22 de set. de 2015

Se essa P não virar Olê, Olê Olá...

Eu tinha uns 7 anos. Freguesia, sub-bairro de Jacarepaguá, era um local bucólico, com ar puro e temperatura super agradável, cigarras e pássaros cantando o dia inteiro. As ruas principais do bairro tinham casas rodeadas por quintais, gramados e coisas que hoje foram substituídas por grades guardando prédios com andares muito mais que o desejável. Aqui já não se acorda mais com o canto dos passarinhos. Faz tempo que não vejo os chatinhos dos bem-te-vis à tarde.
Enfim... 
Quando eu tinha uns 7 anos, para ir à praia tínhamos duas opções: 
1) Ir até a Cidade de Deus pegar o 750  (Cidade de Deus x Gávea) no ponto final;
2) Ir até Cascadura (!) pegar o 748 ou 755 ou 753. Essa operação  precisava ter  início por volta das 5, 6 horas da manhã, pois mesmo nesse horário raramente conseguia-se entrar num ônibus ali, na Freguesia que nunca teve ponto final de coletivo com exceção do 267, embora sempre tenha sido um local bastante povoado e abrigando uma classe média alta média e MaB (Metido à Besta). 
Acho que era subentendido que ali todos eram ricos e tinham carro, pensamento irrelevante porque quem tinha, não ia de carro pro Centro que já naquela época não tinha estacionamento e quando tinha era caro.

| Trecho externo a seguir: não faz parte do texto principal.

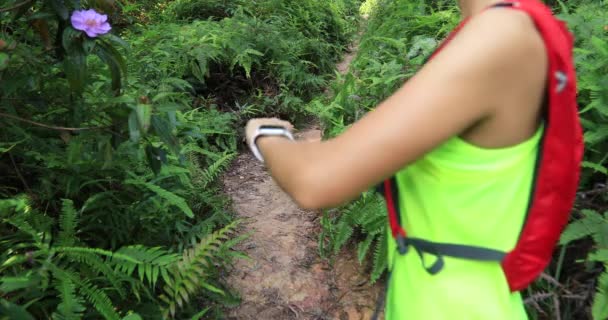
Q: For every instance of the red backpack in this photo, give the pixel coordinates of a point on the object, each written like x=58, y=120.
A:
x=556, y=175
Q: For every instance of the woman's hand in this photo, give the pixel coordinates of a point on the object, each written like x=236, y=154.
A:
x=254, y=124
x=486, y=84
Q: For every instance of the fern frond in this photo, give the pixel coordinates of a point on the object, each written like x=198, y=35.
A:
x=380, y=262
x=71, y=306
x=99, y=299
x=190, y=273
x=150, y=262
x=599, y=309
x=213, y=171
x=67, y=224
x=97, y=266
x=169, y=196
x=586, y=226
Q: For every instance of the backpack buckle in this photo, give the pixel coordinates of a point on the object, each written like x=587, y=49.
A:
x=402, y=244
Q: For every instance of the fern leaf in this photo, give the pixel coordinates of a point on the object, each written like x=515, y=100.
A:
x=364, y=247
x=169, y=196
x=213, y=171
x=599, y=309
x=99, y=299
x=584, y=227
x=190, y=272
x=380, y=263
x=13, y=311
x=67, y=224
x=71, y=306
x=98, y=266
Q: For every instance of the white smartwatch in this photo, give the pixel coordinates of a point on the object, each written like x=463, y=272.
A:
x=265, y=131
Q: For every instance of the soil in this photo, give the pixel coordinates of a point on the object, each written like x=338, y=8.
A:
x=285, y=278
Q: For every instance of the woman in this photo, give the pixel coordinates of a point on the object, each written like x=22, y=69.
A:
x=462, y=138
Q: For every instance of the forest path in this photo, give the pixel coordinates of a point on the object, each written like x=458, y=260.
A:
x=285, y=277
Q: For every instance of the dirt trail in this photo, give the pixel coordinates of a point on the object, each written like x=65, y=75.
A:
x=285, y=278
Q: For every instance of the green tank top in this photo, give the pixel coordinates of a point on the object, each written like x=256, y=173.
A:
x=463, y=194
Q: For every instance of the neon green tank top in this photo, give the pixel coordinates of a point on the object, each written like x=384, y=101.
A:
x=460, y=193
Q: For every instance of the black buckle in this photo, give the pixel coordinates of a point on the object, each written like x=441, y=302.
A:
x=402, y=244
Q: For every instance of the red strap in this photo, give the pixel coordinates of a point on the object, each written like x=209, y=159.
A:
x=396, y=229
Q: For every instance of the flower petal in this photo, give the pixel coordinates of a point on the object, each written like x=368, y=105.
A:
x=79, y=25
x=104, y=28
x=91, y=33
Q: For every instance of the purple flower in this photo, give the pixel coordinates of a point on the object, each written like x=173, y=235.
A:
x=91, y=22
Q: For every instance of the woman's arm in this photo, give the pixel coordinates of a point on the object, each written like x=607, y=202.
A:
x=461, y=87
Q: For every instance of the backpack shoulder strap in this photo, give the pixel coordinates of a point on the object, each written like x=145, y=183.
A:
x=558, y=164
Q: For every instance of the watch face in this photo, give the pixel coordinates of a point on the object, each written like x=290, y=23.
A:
x=271, y=127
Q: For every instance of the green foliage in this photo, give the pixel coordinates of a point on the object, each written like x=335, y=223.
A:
x=111, y=147
x=397, y=39
x=364, y=218
x=267, y=57
x=594, y=225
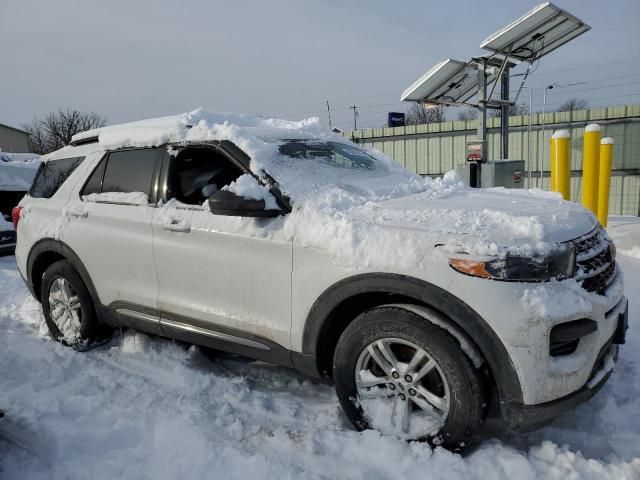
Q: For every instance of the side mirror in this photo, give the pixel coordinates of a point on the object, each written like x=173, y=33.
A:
x=224, y=202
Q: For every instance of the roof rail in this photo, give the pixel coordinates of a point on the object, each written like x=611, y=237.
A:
x=83, y=141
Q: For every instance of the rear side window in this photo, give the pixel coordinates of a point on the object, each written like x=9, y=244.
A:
x=124, y=172
x=130, y=171
x=51, y=175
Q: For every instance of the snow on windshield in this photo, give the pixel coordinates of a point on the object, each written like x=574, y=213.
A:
x=306, y=167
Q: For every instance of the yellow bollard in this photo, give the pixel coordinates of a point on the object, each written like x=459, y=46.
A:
x=561, y=163
x=604, y=183
x=590, y=167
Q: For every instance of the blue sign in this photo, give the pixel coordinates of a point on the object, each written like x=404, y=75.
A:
x=395, y=119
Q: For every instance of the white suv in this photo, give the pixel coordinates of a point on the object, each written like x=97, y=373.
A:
x=425, y=302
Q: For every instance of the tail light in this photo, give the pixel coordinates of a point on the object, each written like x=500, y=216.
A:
x=15, y=216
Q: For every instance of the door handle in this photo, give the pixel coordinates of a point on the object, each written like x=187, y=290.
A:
x=177, y=227
x=78, y=213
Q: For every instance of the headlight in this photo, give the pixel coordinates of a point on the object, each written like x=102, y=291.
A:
x=559, y=264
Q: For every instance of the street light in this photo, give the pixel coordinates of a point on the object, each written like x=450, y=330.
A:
x=544, y=119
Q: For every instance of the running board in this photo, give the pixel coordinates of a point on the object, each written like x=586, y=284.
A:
x=213, y=334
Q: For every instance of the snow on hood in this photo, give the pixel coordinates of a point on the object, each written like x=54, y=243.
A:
x=393, y=218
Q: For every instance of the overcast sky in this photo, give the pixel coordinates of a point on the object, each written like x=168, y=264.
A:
x=131, y=59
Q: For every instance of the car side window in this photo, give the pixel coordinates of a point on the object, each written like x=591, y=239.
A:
x=94, y=184
x=51, y=175
x=197, y=173
x=124, y=171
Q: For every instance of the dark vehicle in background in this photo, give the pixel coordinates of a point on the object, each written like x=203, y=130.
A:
x=16, y=175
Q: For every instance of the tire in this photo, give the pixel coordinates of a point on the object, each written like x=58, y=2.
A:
x=451, y=382
x=82, y=330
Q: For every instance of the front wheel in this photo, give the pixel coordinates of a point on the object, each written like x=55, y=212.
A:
x=397, y=373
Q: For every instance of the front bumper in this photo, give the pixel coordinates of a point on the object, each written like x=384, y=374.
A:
x=524, y=418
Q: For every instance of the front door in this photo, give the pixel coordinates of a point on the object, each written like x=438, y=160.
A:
x=219, y=273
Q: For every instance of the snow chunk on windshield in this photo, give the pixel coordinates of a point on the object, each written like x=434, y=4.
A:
x=246, y=186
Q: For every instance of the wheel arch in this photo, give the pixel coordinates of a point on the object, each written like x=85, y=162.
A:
x=46, y=252
x=341, y=303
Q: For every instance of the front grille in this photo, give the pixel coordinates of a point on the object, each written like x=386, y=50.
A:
x=595, y=264
x=599, y=363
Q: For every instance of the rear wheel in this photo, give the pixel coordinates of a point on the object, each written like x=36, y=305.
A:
x=397, y=373
x=68, y=308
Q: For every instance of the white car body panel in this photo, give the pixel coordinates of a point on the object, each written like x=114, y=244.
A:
x=199, y=277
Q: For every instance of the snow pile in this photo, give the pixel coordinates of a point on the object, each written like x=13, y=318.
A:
x=20, y=160
x=5, y=224
x=246, y=186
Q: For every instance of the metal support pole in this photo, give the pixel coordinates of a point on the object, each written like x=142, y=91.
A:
x=482, y=105
x=604, y=182
x=591, y=167
x=504, y=114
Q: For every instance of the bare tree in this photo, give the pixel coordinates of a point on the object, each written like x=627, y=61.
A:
x=573, y=104
x=418, y=114
x=55, y=129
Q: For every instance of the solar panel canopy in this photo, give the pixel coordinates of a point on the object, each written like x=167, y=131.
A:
x=449, y=82
x=536, y=33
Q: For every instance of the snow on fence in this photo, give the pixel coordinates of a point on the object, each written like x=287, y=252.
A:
x=436, y=148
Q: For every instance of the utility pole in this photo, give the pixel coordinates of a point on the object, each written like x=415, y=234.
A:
x=355, y=116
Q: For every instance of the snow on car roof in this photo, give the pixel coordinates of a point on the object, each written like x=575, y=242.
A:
x=201, y=125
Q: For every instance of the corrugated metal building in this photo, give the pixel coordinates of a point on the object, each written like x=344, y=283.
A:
x=437, y=148
x=13, y=139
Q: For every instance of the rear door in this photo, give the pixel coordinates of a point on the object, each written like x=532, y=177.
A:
x=110, y=229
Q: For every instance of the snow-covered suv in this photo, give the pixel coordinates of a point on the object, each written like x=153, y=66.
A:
x=425, y=302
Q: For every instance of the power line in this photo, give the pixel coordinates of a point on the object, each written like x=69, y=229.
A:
x=355, y=116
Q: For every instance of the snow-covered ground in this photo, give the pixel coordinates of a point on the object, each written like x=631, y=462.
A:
x=143, y=407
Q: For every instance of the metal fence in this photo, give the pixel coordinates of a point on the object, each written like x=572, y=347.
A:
x=436, y=148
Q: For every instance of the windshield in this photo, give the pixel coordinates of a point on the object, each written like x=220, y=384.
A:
x=332, y=154
x=304, y=167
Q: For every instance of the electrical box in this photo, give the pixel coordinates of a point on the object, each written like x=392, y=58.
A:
x=495, y=173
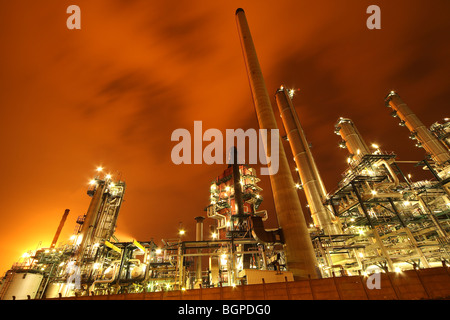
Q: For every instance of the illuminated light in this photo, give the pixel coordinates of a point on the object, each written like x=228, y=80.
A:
x=291, y=93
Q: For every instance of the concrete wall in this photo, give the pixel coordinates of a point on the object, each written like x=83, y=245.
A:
x=431, y=283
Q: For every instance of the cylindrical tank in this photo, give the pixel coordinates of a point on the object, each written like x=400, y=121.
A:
x=427, y=140
x=22, y=285
x=90, y=220
x=353, y=140
x=137, y=271
x=61, y=225
x=300, y=257
x=53, y=289
x=311, y=180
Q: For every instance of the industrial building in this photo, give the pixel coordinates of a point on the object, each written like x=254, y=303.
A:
x=377, y=220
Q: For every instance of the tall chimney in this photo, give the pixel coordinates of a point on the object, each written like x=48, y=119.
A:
x=300, y=257
x=61, y=225
x=312, y=183
x=429, y=142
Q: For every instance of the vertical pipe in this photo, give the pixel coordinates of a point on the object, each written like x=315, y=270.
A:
x=301, y=260
x=430, y=143
x=199, y=237
x=61, y=225
x=238, y=199
x=374, y=230
x=90, y=220
x=411, y=238
x=312, y=183
x=353, y=139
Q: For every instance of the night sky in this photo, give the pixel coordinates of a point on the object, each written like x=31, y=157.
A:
x=112, y=93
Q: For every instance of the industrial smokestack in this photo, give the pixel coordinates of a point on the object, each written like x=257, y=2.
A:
x=352, y=139
x=312, y=183
x=427, y=140
x=61, y=225
x=299, y=251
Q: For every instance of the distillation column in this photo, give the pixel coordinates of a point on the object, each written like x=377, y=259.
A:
x=352, y=138
x=428, y=141
x=198, y=237
x=312, y=183
x=90, y=220
x=298, y=248
x=58, y=231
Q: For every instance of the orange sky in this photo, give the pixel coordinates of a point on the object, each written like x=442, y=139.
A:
x=112, y=93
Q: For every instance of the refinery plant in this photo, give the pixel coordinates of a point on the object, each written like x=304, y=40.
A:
x=377, y=218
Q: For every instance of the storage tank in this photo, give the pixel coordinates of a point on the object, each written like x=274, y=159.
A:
x=22, y=285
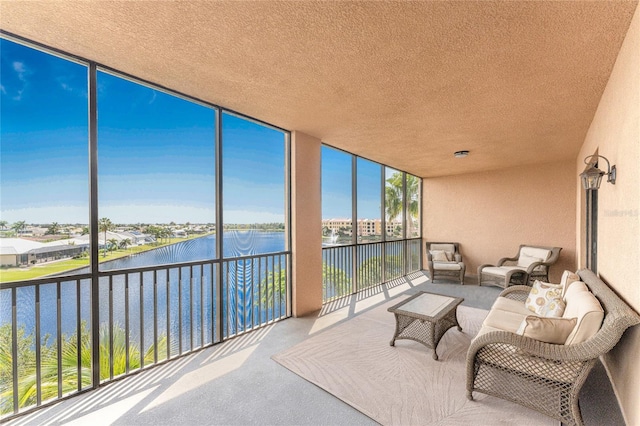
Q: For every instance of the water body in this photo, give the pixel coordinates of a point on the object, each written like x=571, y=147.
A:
x=235, y=244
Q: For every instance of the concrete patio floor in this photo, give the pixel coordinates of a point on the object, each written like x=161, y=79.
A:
x=237, y=382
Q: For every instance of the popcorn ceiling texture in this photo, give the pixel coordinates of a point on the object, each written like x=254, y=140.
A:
x=405, y=84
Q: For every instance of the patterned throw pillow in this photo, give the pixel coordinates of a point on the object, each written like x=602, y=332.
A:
x=545, y=299
x=440, y=256
x=550, y=330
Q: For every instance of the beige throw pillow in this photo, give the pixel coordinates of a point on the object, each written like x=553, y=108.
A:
x=550, y=330
x=545, y=299
x=525, y=260
x=439, y=256
x=568, y=277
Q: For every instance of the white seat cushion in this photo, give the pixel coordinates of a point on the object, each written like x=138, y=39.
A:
x=501, y=271
x=504, y=320
x=446, y=266
x=511, y=305
x=582, y=304
x=539, y=253
x=444, y=247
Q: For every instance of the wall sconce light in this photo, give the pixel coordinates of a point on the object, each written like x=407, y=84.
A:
x=592, y=176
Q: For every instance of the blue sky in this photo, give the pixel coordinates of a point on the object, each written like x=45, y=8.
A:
x=156, y=159
x=155, y=151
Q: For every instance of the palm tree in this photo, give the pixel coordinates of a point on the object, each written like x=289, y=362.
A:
x=125, y=243
x=394, y=198
x=53, y=229
x=104, y=225
x=27, y=387
x=113, y=244
x=19, y=226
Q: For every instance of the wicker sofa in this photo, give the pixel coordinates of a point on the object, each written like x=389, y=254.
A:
x=445, y=261
x=530, y=264
x=543, y=376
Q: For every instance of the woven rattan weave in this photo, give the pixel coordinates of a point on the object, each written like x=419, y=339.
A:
x=425, y=317
x=542, y=376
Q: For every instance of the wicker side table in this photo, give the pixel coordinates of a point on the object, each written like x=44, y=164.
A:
x=424, y=318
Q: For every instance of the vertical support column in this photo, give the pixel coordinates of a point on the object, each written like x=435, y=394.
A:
x=306, y=222
x=93, y=224
x=218, y=277
x=354, y=224
x=383, y=221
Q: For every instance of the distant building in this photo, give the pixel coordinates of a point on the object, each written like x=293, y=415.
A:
x=18, y=251
x=365, y=227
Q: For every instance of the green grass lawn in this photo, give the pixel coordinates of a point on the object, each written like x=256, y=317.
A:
x=42, y=270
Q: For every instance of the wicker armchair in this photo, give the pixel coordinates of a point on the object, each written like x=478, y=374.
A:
x=543, y=376
x=530, y=264
x=449, y=266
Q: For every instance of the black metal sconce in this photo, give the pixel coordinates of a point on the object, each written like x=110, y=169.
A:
x=592, y=176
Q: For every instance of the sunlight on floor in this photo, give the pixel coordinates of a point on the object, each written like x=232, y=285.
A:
x=202, y=376
x=112, y=412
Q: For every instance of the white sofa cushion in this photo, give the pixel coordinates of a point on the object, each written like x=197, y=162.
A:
x=441, y=256
x=550, y=330
x=567, y=279
x=510, y=305
x=446, y=266
x=500, y=271
x=532, y=252
x=582, y=304
x=444, y=247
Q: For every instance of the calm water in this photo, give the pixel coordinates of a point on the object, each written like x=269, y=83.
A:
x=236, y=244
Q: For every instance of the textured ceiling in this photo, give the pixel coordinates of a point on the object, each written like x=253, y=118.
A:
x=402, y=83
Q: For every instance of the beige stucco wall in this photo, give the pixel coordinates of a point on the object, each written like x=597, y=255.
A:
x=306, y=222
x=491, y=213
x=615, y=133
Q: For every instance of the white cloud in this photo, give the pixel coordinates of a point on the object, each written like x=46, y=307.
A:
x=20, y=68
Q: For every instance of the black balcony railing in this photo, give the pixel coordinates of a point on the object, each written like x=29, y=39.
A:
x=147, y=316
x=351, y=268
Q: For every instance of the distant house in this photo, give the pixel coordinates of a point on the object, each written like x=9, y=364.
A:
x=18, y=251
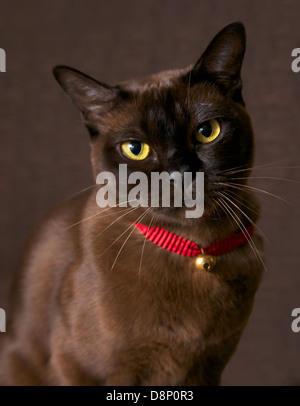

Imaginem quem trabalhava pros lados da Barra? O 748 (Cascadura x Barra - via Estrada do Itanhangá e de Jacarepaguá) passava tão cheio que o motorista parava porque me achava bonitinha e eu ia pelas curvas da Estrada do Itanhangá sacolejando. Mas isso foi depois quando eu já era bonitinha e trabalhava.

Pois é, minha mãe trabalhava 12x36 o famoso "dia-sim-dia-não" e, dia sim, dia não, ela ia para a praia, único lazer possível para uma mulher que criava sozinha os filhos e tinha 7 bocas pra alimentar em casa. Ela me levava para a praia porque eu era pequena e criança filha dela não ficava sozinha em casa de jeito nenhum se não fosse por motivo de trabalho.
Se atrasássemos uns minutinhos que fossem, a fila enorme, ficava impraticável. Tinha fila "do em pé", tinha "fila do sentado". Cascadura ali ao lado do viaduto era um formigueiro humano em fila indiana fazendo rococó...

A viagem de ida quase sempre até que era bem tranquila. A viagem de volta era um pouco aterrorizante, dependendo da linha do coletivo tinha sim, maior cheiro de maconha que nessa época era o auge da transgressão. Dava pra namorar alcoólatra, mas maconheiro jamais!
E a gente voltava ouvindo o batuque alucinado na lataria do ônibus com aquelas musiquinhas que se tornaram clássicos do cancioneiro da rotina suburbana: "Se essa porra não virar, olê, olê olá! Eu chego lá!!!"
Quebravam os coletivos? Às vezes quebravam.
Tinham dinheiro, portavam dinheiro. Não, não tinham.
Faziam arrastão? Não faziam.
Desrespeitavam os mais velhos?
Sim desrespeitavam os mais velhos. Falavam palavrões, não davam lugar, zoavam mulheres feias, gente gorda, pessoas de idade.
Todos tinham pele escura?
Não. A maioria tinha até cabelo liso.
"Motorista se eu fosse como tu, tirava a mão do bolso e botava... Motorista se eu fosse como tu".
"Eu te amo cocaína eu te amo, meu coração é de Jesus e o meu Pulmão da Souza Cruz!"